Et c’est justement cette négligence du côté social qui a rendu le triomphe des Versaillais plus facile.

La Commune ne sembla être qu’un gouvernement nouveau, — avec peut-être des fioritures et des sentiments plus humanitaires que le précédent, — mais elle ne donna pas au populo inconscient la sensation d’un régime de bien-être pour tous.

Et c’est justement ce qui devrait donner à réfléchir à ceux qui s’imaginent que la Révolution se fera par la prise de possession des Pouvoirs Publics, — qui rêvent du "quatrième Etat".

On ne peut pas souhaiter être gouvernés par des hommes plus intègres, plus désintéressés que les membres de la Commune  ; ces gas-là n’étaient pas ambitieux pour eux-mêmes et n’avaient qu’un dada, — le triomphe de la Révolution.

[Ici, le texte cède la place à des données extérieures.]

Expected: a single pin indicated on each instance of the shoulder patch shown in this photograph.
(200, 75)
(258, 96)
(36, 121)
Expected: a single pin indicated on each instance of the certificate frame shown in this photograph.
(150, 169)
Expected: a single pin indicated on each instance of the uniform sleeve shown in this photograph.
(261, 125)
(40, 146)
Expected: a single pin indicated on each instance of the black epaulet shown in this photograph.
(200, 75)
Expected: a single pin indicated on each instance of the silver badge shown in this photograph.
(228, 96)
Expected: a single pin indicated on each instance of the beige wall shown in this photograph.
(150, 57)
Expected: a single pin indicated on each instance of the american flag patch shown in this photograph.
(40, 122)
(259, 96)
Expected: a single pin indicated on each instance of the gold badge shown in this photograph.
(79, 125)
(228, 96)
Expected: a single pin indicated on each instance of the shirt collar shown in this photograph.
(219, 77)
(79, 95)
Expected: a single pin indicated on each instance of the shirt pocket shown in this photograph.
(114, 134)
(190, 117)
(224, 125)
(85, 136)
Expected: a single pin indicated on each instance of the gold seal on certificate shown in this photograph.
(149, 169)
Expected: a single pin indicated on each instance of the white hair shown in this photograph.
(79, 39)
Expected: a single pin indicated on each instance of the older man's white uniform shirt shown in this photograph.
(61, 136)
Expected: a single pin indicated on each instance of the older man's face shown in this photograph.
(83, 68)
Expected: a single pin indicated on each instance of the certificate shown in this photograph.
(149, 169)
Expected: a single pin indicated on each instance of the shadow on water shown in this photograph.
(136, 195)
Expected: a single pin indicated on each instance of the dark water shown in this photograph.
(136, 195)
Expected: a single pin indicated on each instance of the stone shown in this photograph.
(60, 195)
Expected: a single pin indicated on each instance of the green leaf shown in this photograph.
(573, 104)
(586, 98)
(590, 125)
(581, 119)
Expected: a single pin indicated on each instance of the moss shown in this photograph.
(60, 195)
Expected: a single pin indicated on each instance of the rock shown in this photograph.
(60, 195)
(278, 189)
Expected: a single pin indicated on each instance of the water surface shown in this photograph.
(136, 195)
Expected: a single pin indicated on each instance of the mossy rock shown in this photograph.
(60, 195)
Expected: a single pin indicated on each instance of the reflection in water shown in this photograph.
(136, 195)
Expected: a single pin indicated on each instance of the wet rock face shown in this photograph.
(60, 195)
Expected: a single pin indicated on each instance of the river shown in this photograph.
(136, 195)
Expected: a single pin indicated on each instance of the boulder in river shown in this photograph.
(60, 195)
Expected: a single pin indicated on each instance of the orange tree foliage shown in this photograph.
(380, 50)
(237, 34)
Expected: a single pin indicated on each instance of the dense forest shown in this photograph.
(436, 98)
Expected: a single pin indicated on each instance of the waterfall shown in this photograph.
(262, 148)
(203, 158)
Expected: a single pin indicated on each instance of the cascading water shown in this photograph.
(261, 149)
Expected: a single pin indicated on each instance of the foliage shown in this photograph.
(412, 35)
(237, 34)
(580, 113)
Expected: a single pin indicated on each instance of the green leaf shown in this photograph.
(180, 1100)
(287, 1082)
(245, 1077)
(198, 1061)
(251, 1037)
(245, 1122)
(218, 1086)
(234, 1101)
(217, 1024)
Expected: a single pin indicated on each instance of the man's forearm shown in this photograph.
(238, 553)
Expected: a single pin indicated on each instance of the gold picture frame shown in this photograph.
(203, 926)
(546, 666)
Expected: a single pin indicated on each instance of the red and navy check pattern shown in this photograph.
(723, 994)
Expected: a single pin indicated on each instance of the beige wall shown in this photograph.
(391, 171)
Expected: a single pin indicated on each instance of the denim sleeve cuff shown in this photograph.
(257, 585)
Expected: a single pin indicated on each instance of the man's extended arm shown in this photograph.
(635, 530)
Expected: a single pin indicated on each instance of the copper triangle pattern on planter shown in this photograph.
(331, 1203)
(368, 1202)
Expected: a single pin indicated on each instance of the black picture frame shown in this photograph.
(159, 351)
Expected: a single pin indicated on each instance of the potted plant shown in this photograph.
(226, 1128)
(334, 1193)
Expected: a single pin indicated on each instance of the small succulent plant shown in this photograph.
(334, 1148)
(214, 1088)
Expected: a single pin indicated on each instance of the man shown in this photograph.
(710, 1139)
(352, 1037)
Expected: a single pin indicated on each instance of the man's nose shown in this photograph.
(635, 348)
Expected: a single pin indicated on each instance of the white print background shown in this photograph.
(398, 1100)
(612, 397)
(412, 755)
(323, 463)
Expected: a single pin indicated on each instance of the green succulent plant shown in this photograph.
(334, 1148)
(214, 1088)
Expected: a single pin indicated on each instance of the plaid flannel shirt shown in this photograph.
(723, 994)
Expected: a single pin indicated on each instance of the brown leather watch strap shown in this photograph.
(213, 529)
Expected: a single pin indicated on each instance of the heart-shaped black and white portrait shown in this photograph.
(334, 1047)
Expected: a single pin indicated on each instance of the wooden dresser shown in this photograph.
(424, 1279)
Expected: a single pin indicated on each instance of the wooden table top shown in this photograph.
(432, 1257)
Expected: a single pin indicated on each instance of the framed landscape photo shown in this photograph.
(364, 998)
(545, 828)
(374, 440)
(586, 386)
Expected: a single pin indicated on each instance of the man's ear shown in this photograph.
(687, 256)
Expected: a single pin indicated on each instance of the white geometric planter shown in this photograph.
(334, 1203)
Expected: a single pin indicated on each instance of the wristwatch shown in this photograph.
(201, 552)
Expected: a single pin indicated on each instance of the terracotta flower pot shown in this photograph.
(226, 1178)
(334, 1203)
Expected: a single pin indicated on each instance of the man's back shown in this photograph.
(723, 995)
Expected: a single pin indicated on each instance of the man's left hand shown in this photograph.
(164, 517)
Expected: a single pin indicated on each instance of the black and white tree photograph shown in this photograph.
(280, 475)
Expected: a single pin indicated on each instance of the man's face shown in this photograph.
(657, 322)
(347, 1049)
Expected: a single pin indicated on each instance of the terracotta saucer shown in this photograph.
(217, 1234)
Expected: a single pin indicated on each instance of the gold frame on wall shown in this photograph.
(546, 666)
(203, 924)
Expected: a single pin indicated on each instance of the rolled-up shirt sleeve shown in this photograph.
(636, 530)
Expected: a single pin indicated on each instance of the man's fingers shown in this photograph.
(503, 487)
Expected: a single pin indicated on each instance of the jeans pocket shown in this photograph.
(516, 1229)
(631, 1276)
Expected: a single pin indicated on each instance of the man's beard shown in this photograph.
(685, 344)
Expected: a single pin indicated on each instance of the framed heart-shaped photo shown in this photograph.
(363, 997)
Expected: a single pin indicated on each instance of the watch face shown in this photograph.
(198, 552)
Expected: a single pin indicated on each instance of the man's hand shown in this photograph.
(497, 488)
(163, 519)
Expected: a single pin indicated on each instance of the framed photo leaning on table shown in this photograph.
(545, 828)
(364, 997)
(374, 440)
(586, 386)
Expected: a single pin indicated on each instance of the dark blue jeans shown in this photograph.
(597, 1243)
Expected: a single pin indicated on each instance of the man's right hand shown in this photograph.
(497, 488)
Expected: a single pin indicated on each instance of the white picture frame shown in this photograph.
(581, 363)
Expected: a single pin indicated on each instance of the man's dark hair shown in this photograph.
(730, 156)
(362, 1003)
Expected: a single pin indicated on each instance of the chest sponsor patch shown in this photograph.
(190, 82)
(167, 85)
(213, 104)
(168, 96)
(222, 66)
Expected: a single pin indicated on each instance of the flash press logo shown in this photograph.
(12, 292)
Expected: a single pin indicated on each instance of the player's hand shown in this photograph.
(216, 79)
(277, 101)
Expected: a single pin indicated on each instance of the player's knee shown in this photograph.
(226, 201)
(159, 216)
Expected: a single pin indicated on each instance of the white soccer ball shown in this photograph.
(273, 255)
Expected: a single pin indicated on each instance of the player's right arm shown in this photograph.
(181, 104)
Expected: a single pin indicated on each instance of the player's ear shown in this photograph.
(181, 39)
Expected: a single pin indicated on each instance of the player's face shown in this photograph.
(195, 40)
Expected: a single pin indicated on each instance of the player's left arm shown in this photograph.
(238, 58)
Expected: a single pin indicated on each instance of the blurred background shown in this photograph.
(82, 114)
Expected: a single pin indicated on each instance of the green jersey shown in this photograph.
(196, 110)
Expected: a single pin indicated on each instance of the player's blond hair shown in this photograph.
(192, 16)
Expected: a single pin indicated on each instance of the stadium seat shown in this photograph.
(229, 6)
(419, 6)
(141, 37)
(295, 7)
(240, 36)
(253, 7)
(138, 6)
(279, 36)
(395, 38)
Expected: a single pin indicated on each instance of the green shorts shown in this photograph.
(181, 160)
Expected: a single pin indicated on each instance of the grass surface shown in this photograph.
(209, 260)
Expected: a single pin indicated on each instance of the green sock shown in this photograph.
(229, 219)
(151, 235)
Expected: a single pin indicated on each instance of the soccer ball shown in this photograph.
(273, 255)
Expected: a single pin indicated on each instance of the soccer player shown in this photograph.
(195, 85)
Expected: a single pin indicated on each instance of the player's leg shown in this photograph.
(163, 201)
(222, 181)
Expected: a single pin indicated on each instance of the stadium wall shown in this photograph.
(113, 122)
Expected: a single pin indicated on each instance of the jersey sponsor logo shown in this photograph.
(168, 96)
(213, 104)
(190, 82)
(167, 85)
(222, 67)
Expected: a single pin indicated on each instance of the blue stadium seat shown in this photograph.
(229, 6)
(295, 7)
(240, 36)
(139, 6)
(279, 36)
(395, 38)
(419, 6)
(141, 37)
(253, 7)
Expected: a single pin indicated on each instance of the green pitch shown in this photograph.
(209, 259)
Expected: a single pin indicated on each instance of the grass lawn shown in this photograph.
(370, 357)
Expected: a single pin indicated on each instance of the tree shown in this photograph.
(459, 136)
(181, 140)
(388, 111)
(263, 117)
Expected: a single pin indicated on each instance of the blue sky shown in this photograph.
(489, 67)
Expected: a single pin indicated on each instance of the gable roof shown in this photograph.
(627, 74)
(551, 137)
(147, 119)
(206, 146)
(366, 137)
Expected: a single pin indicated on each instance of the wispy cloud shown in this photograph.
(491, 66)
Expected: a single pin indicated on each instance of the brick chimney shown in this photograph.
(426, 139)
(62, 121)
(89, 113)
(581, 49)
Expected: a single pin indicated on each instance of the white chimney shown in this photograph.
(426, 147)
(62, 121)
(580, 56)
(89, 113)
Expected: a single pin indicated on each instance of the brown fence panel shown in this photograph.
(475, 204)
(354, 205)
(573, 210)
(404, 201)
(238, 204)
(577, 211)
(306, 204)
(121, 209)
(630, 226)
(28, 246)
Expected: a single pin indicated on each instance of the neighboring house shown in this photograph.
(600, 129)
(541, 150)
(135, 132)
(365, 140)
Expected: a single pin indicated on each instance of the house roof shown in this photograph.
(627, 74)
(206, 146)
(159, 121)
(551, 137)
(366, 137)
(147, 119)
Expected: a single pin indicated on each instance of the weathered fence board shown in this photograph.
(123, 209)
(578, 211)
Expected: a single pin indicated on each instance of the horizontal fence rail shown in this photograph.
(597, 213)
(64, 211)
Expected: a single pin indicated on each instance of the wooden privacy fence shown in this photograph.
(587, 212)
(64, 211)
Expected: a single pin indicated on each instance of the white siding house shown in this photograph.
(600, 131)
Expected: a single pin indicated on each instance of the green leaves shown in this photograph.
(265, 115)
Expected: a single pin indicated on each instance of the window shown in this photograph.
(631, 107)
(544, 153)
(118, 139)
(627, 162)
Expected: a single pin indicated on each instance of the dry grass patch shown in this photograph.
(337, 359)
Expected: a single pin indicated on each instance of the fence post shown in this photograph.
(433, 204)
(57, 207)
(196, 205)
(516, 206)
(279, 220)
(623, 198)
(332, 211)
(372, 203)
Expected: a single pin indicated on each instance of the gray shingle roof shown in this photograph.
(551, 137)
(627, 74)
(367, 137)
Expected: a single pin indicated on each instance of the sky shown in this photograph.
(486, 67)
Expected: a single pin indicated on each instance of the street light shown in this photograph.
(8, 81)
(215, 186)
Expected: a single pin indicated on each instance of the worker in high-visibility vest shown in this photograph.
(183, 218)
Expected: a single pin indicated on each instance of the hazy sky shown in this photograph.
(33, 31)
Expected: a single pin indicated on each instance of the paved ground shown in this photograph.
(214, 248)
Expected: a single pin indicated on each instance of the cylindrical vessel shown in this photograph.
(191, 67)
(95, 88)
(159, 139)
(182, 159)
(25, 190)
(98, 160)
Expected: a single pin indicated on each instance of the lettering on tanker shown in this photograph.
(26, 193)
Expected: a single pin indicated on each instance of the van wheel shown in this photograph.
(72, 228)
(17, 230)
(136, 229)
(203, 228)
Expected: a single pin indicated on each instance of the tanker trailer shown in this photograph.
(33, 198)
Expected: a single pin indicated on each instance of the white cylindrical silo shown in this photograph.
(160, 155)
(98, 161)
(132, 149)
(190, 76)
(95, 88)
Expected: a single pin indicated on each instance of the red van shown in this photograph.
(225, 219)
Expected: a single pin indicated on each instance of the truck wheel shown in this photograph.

Ils furent pourtant impuissants, tout comme l’on été les gouvernements passés et comme le seront ceux qui nous faudra encore subir.

C’est que le salut ne peut pas venir de l’Etat, — pas plus que de Dieu  !

Le salut du peuple ne peut sortir que du peuple lui-même.

Et c’est cela qu’il faut nous ancrer dans la cafetière si nous ne voulons pas, au prochain chambardement, être victimes de déceptions et de défaites aussi cruelles que celles qu’on eues à subir [nos] ainés.